LOS ANGELES (14 de agosto de 2014) Em resposta ao assassinato sem sentido de Michael Brown pela polícia de Ferguson, Missouri, e ao subsequente uso de armamento militar de alta tecnologia para dispersar manifestantes pacíficos, Fundação de Saúde SIDA A AHF (American Heart Foundation), a maior organização mundial de combate à AIDS, está emitindo uma declaração de solidariedade àqueles que buscam justiça para Michael Brown.
Com este ano marcando os 50th No aniversário da aprovação da Lei dos Direitos Civis, a AHF reconhece que os problemas do racismo institucional em torno das disparidades de saúde e da segurança pública nas comunidades afro-americanas estão intrinsecamente ligados à luta pelos direitos civis.
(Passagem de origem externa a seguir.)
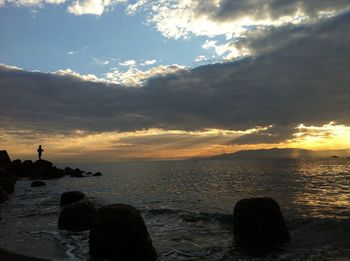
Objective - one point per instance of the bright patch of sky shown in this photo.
(113, 39)
(50, 39)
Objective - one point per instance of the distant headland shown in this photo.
(279, 153)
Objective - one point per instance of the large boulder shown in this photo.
(24, 170)
(71, 197)
(6, 174)
(3, 195)
(38, 183)
(5, 160)
(78, 216)
(41, 169)
(119, 233)
(97, 174)
(258, 225)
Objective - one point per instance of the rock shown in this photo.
(25, 170)
(258, 225)
(9, 256)
(78, 216)
(6, 174)
(8, 185)
(53, 173)
(77, 173)
(41, 169)
(5, 160)
(38, 183)
(71, 197)
(68, 170)
(119, 233)
(3, 195)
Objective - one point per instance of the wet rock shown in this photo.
(78, 216)
(5, 160)
(6, 174)
(77, 173)
(3, 195)
(71, 197)
(119, 233)
(8, 185)
(38, 183)
(258, 225)
(25, 170)
(53, 173)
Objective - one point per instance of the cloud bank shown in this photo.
(303, 79)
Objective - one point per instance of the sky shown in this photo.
(106, 80)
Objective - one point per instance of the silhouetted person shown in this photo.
(40, 152)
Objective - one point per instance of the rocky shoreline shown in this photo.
(11, 171)
(118, 231)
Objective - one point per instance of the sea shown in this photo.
(188, 207)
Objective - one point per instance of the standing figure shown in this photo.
(40, 152)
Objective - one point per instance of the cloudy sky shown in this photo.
(104, 80)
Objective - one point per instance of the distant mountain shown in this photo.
(284, 153)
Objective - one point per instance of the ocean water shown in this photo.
(188, 206)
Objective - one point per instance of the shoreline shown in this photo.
(11, 256)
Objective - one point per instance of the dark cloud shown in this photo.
(303, 79)
(267, 9)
A AHF continua a trabalhar incansavelmente para abordar essas questões na sua raiz, proporcionando acesso a cuidados de saúde para todos e apoiando os esforços de base de ativistas e líderes religiosos na comunidade afro-americana em todo o país.
“A segregação agora visível ao mundo em Ferguson é a mesma segregação que infelizmente vemos em relação ao HIV — as comunidades afro-americanas são afetadas de forma desproporcional pelo HIV, lutam para ter acesso a cuidados de qualidade a preços acessíveis e são implacavelmente ignoradas por um sistema que, francamente, trata suas vidas como menos valiosas”, disse Michael Weinstein, Presidente da Fundação de Saúde para a AIDS.
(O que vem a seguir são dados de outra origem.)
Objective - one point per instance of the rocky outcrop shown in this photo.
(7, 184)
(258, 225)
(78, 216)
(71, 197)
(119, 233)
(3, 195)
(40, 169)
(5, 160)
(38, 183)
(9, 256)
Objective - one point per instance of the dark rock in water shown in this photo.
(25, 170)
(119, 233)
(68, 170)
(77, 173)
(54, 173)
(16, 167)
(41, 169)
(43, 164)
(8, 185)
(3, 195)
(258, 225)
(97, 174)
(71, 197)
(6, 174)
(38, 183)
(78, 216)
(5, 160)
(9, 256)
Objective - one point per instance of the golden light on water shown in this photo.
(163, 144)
No ano passado, a AHF lançou o Campanha "AIDS é uma questão de direitos civis" e Marchas "Mantenha a Promessa"O evento contou com diversos debates públicos com o palestrante principal Reverendo Al Sharpton, o ex-presidente da NAACP Julian Bond, políticos comunitários, ativistas, líderes e moradores preocupados, com o objetivo de esclarecer a disparidade racial no HIV/AIDS. Atualmente, os afro-americanos representam 44% de todas as pessoas com HIV/AIDS nos Estados Unidos, embora correspondam a apenas 12% da população.
“Se vamos abordar a AIDS como uma questão de direitos civis, então a discussão também deve abordar e incluir as lutas básicas pela segurança civil travadas diariamente por pessoas de todas as idades e gêneros dentro da comunidade afro-americana”, disse Samantha Granberry“O que está acontecendo em Ferguson agora é apenas um exemplo de um problema generalizado de racismo institucional que é prejudicial à saúde da nação. Desvalorizar vidas é um grande obstáculo à promoção da saúde, mas quando nos unimos e nos tornamos muitos na luta pelos direitos civis, a mudança pode acontecer”, disse o Diretor Sênior de Marketing e Vendas Nacionais da AHF.